The leaflet in question also writes that sex education is a “subversion of the constitutional role of parents as ‘primary educators’ on ‘religious and moral, intellectual, physical and social’ matters.” However, Article 42 of the Irish constitution also says that the State requires “that the children receive a certain minimum education, moral, intellectual and social,” which may be provided at home or in school.
Furthermore, as The Journal reports, almost 20,000 parents were consulted on the changes to the SPHE syllabus, and it will be possible for students to be withdrawn from the classes.
“There was a public consultative process in advance of the development of the Junior Cycle curriculum available from September 2023,” Dublin City University researcher Dr Elaine Byrnes told journalists, adding that anyone could have “chosen to engage with the process”.
“Further, the public consultation process for the Senior Cycle reform remains open on the NCCA (National Council for Curriculum and Assessment) website until 18 October 2023. There is an opportunity for students, teachers and indeed ‘parents or guardians’ as specified by Christian Voice Ireland to voice any concerns they may have related to RSE reform.”
Other points included in the leaflet oppose “pronoun use”, “bathroom access on ‘gender identity’ basis”, and “normalisation” of “transitioning surgeries”, “Cross-dressing” and “sexual attraction to all genders”. While these are not factual claims, the NCCA clarified that it does not promote any particular sexual orientation and even avoids using terms like “normal”.

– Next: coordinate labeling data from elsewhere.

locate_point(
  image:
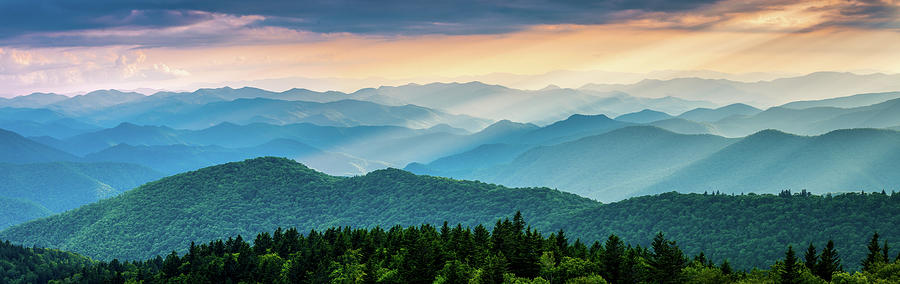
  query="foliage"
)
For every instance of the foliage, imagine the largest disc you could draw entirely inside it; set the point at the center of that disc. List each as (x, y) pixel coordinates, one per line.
(416, 254)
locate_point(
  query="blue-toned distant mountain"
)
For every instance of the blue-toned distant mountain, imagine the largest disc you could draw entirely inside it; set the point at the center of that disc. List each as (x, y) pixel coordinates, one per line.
(280, 112)
(35, 100)
(713, 115)
(17, 149)
(769, 161)
(15, 211)
(813, 121)
(541, 106)
(644, 116)
(62, 186)
(172, 159)
(845, 102)
(765, 93)
(648, 160)
(607, 167)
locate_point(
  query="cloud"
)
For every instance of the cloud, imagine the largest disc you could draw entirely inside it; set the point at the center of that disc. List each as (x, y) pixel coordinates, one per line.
(109, 22)
(23, 71)
(150, 23)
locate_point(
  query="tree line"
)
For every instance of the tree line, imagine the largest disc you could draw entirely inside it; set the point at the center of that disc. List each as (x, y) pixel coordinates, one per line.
(511, 252)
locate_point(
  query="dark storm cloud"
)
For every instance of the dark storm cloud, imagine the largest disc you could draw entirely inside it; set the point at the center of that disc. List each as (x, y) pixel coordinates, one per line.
(57, 22)
(29, 22)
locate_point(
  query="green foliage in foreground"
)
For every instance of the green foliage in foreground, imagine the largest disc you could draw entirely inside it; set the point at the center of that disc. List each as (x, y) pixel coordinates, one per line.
(512, 252)
(262, 194)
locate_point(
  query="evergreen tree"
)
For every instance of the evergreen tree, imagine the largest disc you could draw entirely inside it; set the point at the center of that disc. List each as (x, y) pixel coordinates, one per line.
(829, 262)
(666, 261)
(611, 261)
(790, 273)
(811, 259)
(726, 268)
(874, 255)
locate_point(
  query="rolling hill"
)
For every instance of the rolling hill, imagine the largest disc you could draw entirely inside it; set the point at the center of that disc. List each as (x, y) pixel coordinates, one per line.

Literature from the Parents’ Rights Alliance was also analysed. It claims that the government is “proposing to impose transgender ideology and pornography classes on all Primary and Secondary schools, starting with the Junior Cert Curriculum in Sept 2023”. However, experts clarify that there is no mention of so-called “transgender ideology” in the sex education syllabus or official teaching guidelines, and children will not be shown pornography.
“Pornography will never, ever be shown in a classroom to students,” secondary school teacher, Assistant Principal and SPHE and Wellbeing coordinator Eoghan Cleary said.
“It would be illegal for any teacher to do that.”
Among other things, the leaflet also says that the course “ignores the ethos of Catholic and religious minority schools”.
In response, the NCCA stated that while “SPHE is not religious education,” it does, in fact, encompass “Christian values”.
“They’re values that anybody of any fair or any good humanist would be able to concur with. But it’s not the job of the SPHE teacher to engage in religious education,” the organisation explained.
Finally, a document which does not contain any group’s name, logo or branding, was also studied. It claims that “the sexualization of our children has begun” and that the new sex education syllabus marks “the beginning of the normalisation of paedophilia”. It also falsely states that minors are being encouraged to “engage in same-sex relationships” and that the curriculum is in breach of the Children First Act 2015, a law that is commonly invoked by the far-right to spread anti-LGBTQ+ rhetoric, as has been seen in the recent library protests.
Fact-checkers state that the new SPHE syllabus “does not contain the material that the flyer claims” and that “it’s clear to see that the leaflet mischaracterizes what children are taught at certain ages.”